Evaluation of the surface area measurements also revealed a good correlation between automatic segmentation and expert results. The deviations between the algorithm and each of the three experts were not larger than the deviations among the experts themselves. The disagreement among experts and between experts and algorithm increased when the size of the vessel was larger (Fig. 8), which is due to the multiplication of the errors during surface calculation. However, as the aim of the verification method was to demonstrate that the measurements of the algorithm would not differ from expert measurements, this observation is not in disagreement with the general conclusion. This is particularly important, as errors in the surface area measurement would have marked effects on the reliability of the data.

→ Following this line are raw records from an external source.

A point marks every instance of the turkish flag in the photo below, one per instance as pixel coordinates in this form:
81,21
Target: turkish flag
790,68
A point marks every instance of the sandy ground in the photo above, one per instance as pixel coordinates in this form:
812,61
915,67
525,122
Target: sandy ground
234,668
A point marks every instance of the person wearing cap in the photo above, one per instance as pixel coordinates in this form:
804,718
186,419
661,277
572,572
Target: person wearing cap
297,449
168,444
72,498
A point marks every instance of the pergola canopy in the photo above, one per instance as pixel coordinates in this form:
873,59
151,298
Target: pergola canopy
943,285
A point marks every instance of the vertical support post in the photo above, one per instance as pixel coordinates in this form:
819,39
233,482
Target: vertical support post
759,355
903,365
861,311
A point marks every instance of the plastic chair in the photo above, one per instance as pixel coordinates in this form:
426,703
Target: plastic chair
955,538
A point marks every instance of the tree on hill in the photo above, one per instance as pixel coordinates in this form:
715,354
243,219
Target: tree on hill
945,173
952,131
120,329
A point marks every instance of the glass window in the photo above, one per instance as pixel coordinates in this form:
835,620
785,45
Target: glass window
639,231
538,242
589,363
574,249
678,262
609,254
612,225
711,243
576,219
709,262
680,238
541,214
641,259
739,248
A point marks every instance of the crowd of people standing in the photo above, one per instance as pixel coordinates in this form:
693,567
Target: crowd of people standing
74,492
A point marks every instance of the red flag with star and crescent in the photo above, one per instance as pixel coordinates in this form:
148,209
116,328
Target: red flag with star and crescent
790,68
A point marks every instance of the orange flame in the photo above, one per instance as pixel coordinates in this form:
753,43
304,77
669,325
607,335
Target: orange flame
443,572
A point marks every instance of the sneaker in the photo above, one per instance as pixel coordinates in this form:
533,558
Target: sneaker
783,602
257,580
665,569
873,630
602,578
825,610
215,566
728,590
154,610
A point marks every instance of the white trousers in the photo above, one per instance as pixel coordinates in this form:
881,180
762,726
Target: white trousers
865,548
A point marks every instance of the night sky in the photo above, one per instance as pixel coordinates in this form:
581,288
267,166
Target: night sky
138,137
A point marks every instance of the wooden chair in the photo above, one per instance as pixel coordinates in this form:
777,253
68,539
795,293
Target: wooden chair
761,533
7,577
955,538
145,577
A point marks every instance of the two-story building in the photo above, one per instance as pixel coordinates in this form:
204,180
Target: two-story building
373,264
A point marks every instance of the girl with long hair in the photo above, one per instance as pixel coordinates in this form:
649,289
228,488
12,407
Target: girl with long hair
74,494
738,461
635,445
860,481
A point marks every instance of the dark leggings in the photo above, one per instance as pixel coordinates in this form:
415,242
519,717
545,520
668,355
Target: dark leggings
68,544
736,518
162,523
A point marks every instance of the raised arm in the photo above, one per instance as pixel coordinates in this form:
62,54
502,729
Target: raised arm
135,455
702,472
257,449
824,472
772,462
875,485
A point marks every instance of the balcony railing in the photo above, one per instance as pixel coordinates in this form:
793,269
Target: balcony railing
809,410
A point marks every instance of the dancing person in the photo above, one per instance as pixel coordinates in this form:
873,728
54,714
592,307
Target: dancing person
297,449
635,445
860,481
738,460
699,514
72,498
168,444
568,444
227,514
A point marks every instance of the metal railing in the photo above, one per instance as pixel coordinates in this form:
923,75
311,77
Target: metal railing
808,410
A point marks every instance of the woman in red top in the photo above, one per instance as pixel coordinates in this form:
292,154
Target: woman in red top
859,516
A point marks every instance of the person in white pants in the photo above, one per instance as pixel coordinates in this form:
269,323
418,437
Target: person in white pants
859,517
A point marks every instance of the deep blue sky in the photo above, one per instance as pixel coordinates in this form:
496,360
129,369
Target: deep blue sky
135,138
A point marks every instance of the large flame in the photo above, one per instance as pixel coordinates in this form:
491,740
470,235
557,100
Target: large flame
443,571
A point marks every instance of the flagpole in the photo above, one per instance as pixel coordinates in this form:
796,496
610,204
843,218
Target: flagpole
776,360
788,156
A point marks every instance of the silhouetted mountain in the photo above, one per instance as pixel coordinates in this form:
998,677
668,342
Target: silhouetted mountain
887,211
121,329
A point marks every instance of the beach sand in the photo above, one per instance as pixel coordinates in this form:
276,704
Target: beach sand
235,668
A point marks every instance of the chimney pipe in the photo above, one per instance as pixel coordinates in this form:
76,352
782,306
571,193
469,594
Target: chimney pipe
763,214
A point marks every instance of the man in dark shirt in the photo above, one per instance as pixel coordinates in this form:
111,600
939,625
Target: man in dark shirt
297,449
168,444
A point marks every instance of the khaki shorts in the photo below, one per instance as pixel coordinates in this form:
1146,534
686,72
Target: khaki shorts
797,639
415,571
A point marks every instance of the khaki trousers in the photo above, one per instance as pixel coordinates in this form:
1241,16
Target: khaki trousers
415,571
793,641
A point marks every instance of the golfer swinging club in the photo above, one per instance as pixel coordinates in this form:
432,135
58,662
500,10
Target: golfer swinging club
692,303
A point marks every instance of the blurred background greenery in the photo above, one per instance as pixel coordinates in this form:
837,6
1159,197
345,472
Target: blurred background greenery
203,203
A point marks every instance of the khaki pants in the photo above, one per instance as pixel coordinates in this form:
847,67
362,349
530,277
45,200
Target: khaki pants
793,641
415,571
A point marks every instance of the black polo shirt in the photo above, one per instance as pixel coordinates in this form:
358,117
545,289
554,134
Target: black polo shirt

Measurement of blood vessel surfaces is a valuable clinical application, as knowledge about the vessel surface on a B-scan enables further analytical possibilities for the ophthalmologist. For example, the retinal nerve fiber layer (RNFL) can be characterized with or without embedded blood vessels. As large blood vessels make an important part of the RNFL thickness, changes may be better detectable without the presence of the vessels. This algorithm would be a useful tool in the diagnosis of diseases, in which the RNFL thickness may be reduced, such as glaucoma or other optic neuropathies.
In conclusion, the algorithm presented herein is an accurate and reliable tool for the automated segmentation of retinal blood vessels. This enables the ophthalmologist to analyze blood vessels in B- and C-scans and may open the way for new and innovative diagnostic possibilities in the prevention of ocular diseases.
Acknowledgment
The work was supported by a grant from the von Behring Röntgen Foundation (58-0038).